Pernyataan Menko Rizal tersebut dinilai keliru oleh pengamat ekonomi Faisal Basri. Dia mempertanyakan hitung-hitungan yang disampaikan oleh Rizal Ramli.
"Entah dari mana angka Rp 73.000 itu. Tarif listrik 1.300 VA untuk golongan R1-1.300 VA Rp 1.352 per kWh. Jika pelanggan golongan R1-1.300 VA membeli token (prabayar) Rp 100.000, berapa kWh yang didapat?," kata Faisal dalam blog pribadinya yang dikutip TeropongSenayan, Selasa (8/9/2015).
Dia menjelaskan, jika masyarakat membeli pulsa Rp 100 ribu maka pelanggan harus membayar ongkos administrasi bank, dan kalau menggunakan BCA besarnya Rp 3.000. Jadi sisa uang untuk membeli listrik Rp 97.000.
"Transaksi di bawah Rp 300.000 tidak kena bea meterai. Pelanggan juga harus membayar pajak penerangan jalan (PPJ) sebesar 2,4 persen (untuk Jakarta) dari jumlah kWh yang dibayar. Jadi PLN hanya menerima Rp 97.000/1,024 yaitu sebesar Rp 94.726," paparnya.
"Jumlah kWh yang didapat pelanggan sebesar Rp 94.726/Rp 1.352 menjadi 70 kWh.
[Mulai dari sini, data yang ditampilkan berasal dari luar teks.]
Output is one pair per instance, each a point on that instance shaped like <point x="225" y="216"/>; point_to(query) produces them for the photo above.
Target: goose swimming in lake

Jadi uang pelangan hanya susut 5,3 persen untuk biaya administrasi bank dan PPJ, bukan 27 persen seperti yang ditengarai oleh Pak Menko disedot mafia."
Menurut Faisal, dari hitung-hitungan di atas, agaknya tak ada pihak lain (mafia atau setengah mafia) yang menikmati uang pelanggan prabayar.
"Anehnya, mengapa Dirjen Kelistrikan dan Dirut PLN yang hadir pada pertemuan dengan Pak Menko diam saja?," tuntas dia.(yn)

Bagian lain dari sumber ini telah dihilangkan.